Specific therapy apart from the improvement of the host’s immunological condition is poorly standardized [14,17,18], potential beneficial effects of albendazole on the clinical course of Enterocytozoon bieneusi and Encephalitozoon spp. infections have been inconsistently reported [11,14,17]. While Encephalitozoon intestinalis has been shown to therapeutically respond well to albendazole [17] and some beneficial effects have also been suggested for human E. cuniculi infections [25], fumagillin derivates were associated with therapeutic effects against E. bieneusi [17]. Promising effects of polyamine inhibitors and thalidomide against microsporidia have also been demonstrated in vitro and partly in vivo [17]. Water safety is crucial for infection prevention and control [26].
Epidemiological information on microsporidial carriage in Ghanaian PLWH is scarce, although infections in mammals in Ghana were reported as early as the 1990s [27]. In a recent study by our group [28], microsporidial DNA was detected in 78 out of 903 (8.6%) assessed Ghanaian stool samples. Although this result comes close to the general estimation of microsporidial prevalence in PLWH in sub-Saharan Africa as stated above [3], those data have to be interpreted with care due to the inclusion of repeated sampling from identical patients. Hygiene challenges like contaminated drinking water have recently been suggested to contribute to the spread of microsporidia to Ghanaian individuals [29], matching previous experience from other regions [26].
To address the knowledge gap on HIV-associated microsporidiasis in Ghanaian individuals, a cross-sectional study with stool samples from Ghanaian PLWH was conducted using a real-time PCR assay covering the species Enterocytozoon bieneusi, Encephalitozoon cuniculi, Encephalitozoon hellem, and Encephalitozoon intestinalis.
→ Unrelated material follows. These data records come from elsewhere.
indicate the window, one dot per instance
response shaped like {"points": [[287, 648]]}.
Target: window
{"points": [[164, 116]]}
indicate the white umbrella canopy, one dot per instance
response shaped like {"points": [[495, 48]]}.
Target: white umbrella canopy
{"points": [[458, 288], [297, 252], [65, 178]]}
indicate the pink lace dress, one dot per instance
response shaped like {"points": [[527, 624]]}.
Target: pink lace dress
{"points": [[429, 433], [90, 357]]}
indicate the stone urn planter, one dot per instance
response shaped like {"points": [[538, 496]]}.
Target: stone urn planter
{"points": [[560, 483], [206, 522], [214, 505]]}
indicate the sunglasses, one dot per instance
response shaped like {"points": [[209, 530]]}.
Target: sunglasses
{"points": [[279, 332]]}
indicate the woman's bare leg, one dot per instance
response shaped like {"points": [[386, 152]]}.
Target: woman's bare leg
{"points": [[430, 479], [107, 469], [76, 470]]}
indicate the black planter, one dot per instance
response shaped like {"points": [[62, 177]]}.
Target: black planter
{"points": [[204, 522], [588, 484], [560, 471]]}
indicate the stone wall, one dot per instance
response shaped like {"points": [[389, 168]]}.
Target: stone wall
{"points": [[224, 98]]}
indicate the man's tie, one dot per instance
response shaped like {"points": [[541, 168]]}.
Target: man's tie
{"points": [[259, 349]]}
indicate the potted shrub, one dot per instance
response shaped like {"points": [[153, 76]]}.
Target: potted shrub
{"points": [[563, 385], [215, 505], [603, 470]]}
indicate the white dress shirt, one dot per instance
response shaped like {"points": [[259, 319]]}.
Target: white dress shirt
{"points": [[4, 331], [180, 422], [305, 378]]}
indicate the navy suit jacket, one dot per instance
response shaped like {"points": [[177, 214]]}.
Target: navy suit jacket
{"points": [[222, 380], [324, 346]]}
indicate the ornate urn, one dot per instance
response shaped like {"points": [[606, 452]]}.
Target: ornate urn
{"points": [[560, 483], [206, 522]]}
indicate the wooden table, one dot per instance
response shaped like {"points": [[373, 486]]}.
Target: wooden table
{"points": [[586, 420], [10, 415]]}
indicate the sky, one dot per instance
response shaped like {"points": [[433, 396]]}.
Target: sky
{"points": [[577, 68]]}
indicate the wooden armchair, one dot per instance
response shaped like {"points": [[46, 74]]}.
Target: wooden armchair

The findings were correlated with clinical disease and immunosuppression-associated parameters.

2. Materials and Methods

2.1. Study Cohort and Data Collection

As part of a study investigating associations of gastrointestinal and other pathogens with immunological parameters in HIV-positive and negative adults in Ghana, consecutive HIV positive patients presenting to the HIV outpatient department of the Komfo Anokye Teaching Hospital (Kumasi, Ghana) were offered participation [30]. An HIV-negative control group was recruited over the same time period of 12 months. All participants provided a written informed consent prior to enrolment. Demographic, socioeconomic, and clinical data were recorded using standardized questionnaires, which were completed by trained study personnel.

2.2. Laboratory Methods

Venous blood samples were collected, and the analysis of CD4+ T cell count was performed locally using a FACSCalibur flow cytometer (Becton Dickinson, Mountain View, CA, USA). HIV-1 viral load was measured using the Real-Time HIV-1 PCR system (Abbott Diagnostics, Wiesbaden, Germany).
Peripheral blood mononuclear cells (PBMCs) were isolated by centrifugation of heparinized venous blood on a Ficoll/Hypaque (Biocoll Seperating Solution, Biochrom AG, Berlin, Germany) density gradient. Cells were washed in phosphate-buffered saline and resuspended in Roswell Park Memorial Institute 1640 medium (both Gibco Invitrogen, Carlsbad, CA, USA) supplemented with heat-inactivated fetal calf serum (Biochrom AG, Berlin, Germany). PBMCs were cryopreserved and shipped to Germany on liquid nitrogen. Cell surface markers for immune activation were stained as described in a previous work [31]. Flow cytometric data were acquired using the LSRII flow cytometer (BD Biosciences, Heidelberg, Germany) and analyzed using FlowJo version 9.6.2 (formerly Tree Star, San Carlos, CA, USA, now Becton Dickinson, Franklin Lakes, NJ, USA).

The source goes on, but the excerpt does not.